Step by step solution

01

Understanding the Problem

We are given three concrete beams and each one can fail either by shear \( (S) \) or flexure \( (F) \). We need to determine the number of beams that failed by shear (denoted as \( X \)) for each possible outcome.
02

Identifying Possible Outcomes

Since each beam can independently fail by shear or flexure, we have 2 choices per beam.
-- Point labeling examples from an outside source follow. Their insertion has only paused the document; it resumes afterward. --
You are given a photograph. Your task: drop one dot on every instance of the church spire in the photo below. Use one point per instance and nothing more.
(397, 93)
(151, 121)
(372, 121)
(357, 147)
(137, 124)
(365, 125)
For 3 beams, this gives us \( 2^3 = 8 \) different outcomes.
03

Listing Sample Space

We list all possible outcomes for the failures of the beams: 1. \( (S, S, S) \)2. \( (S, S, F) \)3. \( (S, F, S) \)4. \( (S, F, F) \)5. \( (F, S, S) \)6. \( (F, S, F) \)7. \( (F, F, S) \)8. \( (F, F, F) \).
04

Determining the Value of X for Each Outcome

For each outcome, count the number of beams that failed by shear, which gives us the value of \( X \): - \( (S, S, S) \): \( X = 3 \)- \( (S, S, F) \): \( X = 2 \)- \( (S, F, S) \): \( X = 2 \)- \( (S, F, F) \): \( X = 1 \)- \( (F, S, S) \): \( X = 2 \)- \( (F, S, F) \): \( X = 1 \)- \( (F, F, S) \): \( X = 1 \)- \( (F, F, F) \): \( X = 0 \).
05

Listing Outcomes with Associated X Values

We can summarize the sample space along with the associated value of \( X \) as follows:1. \( (S, S, S) \): \( X = 3 \)2. \( (S, S, F) \): \( X = 2 \)3. \( (S, F, S) \): \( X = 2 \)4. \( (S, F, F) \): \( X = 1 \)5. \( (F, S, S) \): \( X = 2 \)6. \( (F, S, F) \): \( X = 1 \)7. \( (F, F, S) \): \( X = 1 \)8. \( (F, F, F) \): \( X = 0 \).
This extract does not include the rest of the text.